Grapes ferment inside casks or vats immediately following the press, until no sugar remains. The resting wine then gets put into a bottle using a mixture of sugar and yeast, that is then sealed with an alcohol cap. As it ages within the bottle yeast and sugar chemically interact and release gas. This produces the bubbling.

Champagnes age for around 12 months or more like this, but they undergo additional procedures to ensure that they age correctly. But, there are some that will be stored for longer before they can be seen in the sunlight. Learn all you can about the process of making Champagne is made by following our simple guide.

6. It’s drinkable straight And Enjoy It

Some wines will remain in bottle for decades after having been bottle-aged. They can sit within the cellars of collectors and traders for many years before they are opened. Through this period they will accumulate the complexity and value.

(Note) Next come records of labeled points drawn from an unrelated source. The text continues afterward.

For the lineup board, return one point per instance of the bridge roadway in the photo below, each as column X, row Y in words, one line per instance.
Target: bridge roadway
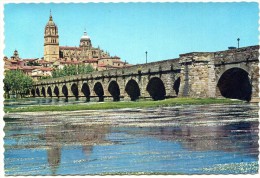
column 230, row 73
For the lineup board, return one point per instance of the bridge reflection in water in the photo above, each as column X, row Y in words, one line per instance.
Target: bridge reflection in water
column 165, row 140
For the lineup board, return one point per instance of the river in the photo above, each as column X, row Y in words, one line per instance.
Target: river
column 195, row 139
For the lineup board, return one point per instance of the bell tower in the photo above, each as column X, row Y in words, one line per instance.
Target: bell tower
column 51, row 41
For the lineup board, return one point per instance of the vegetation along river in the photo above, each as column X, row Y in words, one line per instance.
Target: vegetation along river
column 188, row 139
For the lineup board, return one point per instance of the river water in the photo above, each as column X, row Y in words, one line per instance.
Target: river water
column 196, row 139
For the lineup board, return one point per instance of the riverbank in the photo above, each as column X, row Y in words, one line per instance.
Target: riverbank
column 125, row 104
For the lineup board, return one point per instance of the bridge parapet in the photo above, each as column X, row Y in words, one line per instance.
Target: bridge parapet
column 246, row 54
column 139, row 69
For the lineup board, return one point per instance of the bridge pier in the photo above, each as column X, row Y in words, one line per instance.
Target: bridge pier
column 197, row 74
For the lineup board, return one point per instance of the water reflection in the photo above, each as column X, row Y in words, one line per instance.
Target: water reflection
column 170, row 140
column 66, row 134
column 239, row 137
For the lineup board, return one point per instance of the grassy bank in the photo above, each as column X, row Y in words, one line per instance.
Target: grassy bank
column 127, row 104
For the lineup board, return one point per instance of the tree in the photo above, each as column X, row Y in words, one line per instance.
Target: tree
column 16, row 82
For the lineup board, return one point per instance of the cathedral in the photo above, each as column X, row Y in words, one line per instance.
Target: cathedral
column 84, row 53
column 56, row 56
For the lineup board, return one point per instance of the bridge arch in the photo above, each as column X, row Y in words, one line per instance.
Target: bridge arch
column 38, row 92
column 43, row 91
column 98, row 89
column 49, row 92
column 65, row 91
column 114, row 90
column 86, row 91
column 33, row 92
column 132, row 89
column 156, row 88
column 75, row 90
column 176, row 85
column 235, row 83
column 56, row 91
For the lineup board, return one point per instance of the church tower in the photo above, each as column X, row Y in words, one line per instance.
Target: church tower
column 85, row 45
column 51, row 41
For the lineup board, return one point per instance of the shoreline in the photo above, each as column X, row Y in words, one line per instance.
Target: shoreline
column 124, row 105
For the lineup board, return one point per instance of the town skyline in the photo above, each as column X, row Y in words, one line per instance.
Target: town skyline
column 128, row 30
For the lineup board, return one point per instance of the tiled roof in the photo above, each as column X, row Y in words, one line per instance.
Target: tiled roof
column 117, row 61
column 69, row 48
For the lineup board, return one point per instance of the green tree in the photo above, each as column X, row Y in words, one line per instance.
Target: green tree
column 16, row 82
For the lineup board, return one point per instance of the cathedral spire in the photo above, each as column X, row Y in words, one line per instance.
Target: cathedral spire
column 50, row 19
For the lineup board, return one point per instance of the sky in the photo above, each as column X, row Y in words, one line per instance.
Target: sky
column 164, row 30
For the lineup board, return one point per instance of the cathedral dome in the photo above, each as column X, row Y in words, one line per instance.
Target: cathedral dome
column 50, row 22
column 85, row 36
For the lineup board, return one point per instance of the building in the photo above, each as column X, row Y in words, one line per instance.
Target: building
column 56, row 56
column 85, row 53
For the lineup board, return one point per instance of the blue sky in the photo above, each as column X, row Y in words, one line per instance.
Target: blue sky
column 127, row 30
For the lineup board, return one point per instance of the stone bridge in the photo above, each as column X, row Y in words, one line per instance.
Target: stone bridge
column 231, row 74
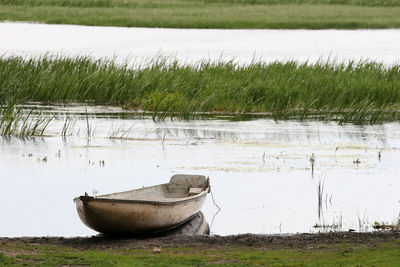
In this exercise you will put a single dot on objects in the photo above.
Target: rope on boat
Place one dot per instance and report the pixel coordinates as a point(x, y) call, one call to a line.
point(212, 196)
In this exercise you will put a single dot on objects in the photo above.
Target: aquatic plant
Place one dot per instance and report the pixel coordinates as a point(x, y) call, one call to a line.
point(15, 122)
point(358, 92)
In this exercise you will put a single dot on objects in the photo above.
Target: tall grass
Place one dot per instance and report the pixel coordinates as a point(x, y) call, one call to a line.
point(166, 3)
point(14, 122)
point(359, 92)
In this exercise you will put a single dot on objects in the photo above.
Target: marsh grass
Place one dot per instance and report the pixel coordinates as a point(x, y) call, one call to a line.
point(357, 92)
point(226, 14)
point(15, 122)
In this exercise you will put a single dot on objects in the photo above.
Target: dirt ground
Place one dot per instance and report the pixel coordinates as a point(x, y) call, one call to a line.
point(301, 241)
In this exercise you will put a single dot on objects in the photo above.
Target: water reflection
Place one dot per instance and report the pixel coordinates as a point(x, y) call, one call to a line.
point(260, 171)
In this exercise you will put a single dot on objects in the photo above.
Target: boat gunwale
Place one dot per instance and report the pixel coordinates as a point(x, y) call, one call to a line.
point(140, 201)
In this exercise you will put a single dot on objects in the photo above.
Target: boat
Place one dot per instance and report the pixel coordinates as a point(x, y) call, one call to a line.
point(145, 210)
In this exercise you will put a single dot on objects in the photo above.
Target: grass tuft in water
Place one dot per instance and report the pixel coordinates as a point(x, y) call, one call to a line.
point(15, 122)
point(359, 92)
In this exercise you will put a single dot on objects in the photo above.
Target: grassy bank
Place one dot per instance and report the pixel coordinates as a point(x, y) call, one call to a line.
point(363, 92)
point(27, 253)
point(277, 14)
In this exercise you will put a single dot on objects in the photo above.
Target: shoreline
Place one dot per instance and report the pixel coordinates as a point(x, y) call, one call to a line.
point(260, 241)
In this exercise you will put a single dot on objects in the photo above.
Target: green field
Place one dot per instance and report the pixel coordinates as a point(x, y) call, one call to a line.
point(238, 14)
point(357, 92)
point(383, 254)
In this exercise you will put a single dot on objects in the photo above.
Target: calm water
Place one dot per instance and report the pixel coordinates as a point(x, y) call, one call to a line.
point(260, 172)
point(190, 45)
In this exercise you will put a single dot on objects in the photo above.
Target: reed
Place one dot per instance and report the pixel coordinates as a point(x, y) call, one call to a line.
point(14, 122)
point(358, 92)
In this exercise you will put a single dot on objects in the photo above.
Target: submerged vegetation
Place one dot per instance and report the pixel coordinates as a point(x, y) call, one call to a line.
point(278, 14)
point(15, 122)
point(357, 92)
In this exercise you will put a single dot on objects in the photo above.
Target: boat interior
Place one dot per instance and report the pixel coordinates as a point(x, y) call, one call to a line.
point(180, 186)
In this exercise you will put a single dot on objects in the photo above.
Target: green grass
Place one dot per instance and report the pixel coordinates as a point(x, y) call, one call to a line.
point(384, 254)
point(358, 92)
point(285, 14)
point(14, 122)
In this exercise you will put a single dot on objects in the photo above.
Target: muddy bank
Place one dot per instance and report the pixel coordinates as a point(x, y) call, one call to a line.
point(302, 241)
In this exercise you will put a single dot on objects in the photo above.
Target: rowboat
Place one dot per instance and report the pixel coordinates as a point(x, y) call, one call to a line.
point(145, 210)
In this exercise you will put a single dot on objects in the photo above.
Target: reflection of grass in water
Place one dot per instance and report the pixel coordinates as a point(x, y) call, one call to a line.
point(14, 122)
point(387, 226)
point(358, 92)
point(311, 14)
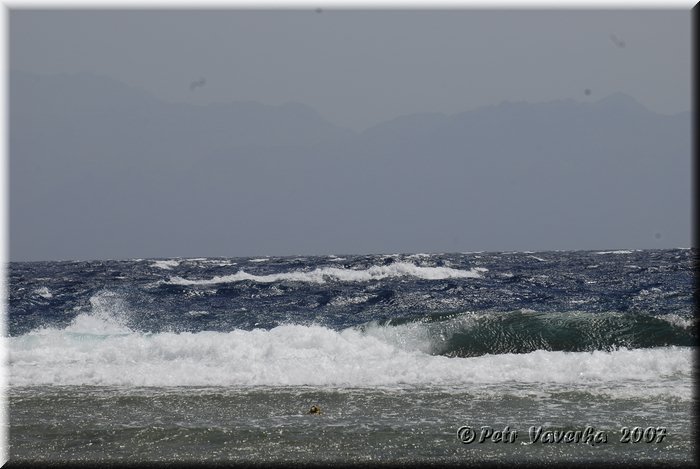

But in Champagne they approach it in a different way. Instead, Champagne is kept in the cellar of the home which is sealed by caps on bottles and then aged until it is perfect. When they are appropriate to sell their wine. At that point the cap is removed and the wine is corked.

While some drinkers prefer to age their Champagnes upon corking, you don’t need to. If you own one, why put it off and miss out on the enjoyment? Make sure to serve the Champagne correctly and at the proper temperature!

7. It Can Be Diet-Friendly

The general rule is that drinking fine alcoholic drinks can be a problem while eating a strict diet. So, why isn’t it great to know that certain Champagnes have no sugar? In addition unlike Diet Coke, it’s 100 percent natural and slightly more refined!

8. It was discovered by accident

Contrary to two widely-held views, sparkling wine wasn’t created in the hands of Benedictine Monk Dom Perignon, nor English scientist Christopher Merret. Both helped shape Champagne into the wine it is the way it is today.

In actual fact bubbly wine’s phenomenon was first discovered through accident in the middle age in Saint Hilaire Abbey. There were other Benedictine monks living near Carcassone began to realize that the wine that was bottled after being fermented in oak casks could produce bubbles.

9. The British Love Champagne

In fact it was reported that the French exported record breaking 34 million bottles of champagne to UK in 2015. Apart from the French who purchased 162 million bottles of their own The British consume more Champagne than any other nation.

In addition, some of the most sought-after Champagne houses also have an Royal Warrant granted by the British Royal Family. Krug, Bollinger and Moet & Chandon are among the most well-known. But the honor also goes to GH Mumm, Laurent-Perrier, Pol Roger, Veuve Clicquot and Lanson.

10. It’s not always expensive

The big houses could dominate the market and export largest amount of their products for consumption overseas. However, within the 332 official Champagne villages there are 300 main Champagne houses, as well as 15,800 producers .

The sheer number suggests that there are a lot of unknown and obscure Champagnes there, waiting for their chance to shine. Additionally, with their labels not yet having achieved popularity, they could be extremely affordable! For instance, top bottles can be purchased at least $15 EUR (18 dollars) while vintage Champagnes are available for as low as $20 EUR (24 dollars).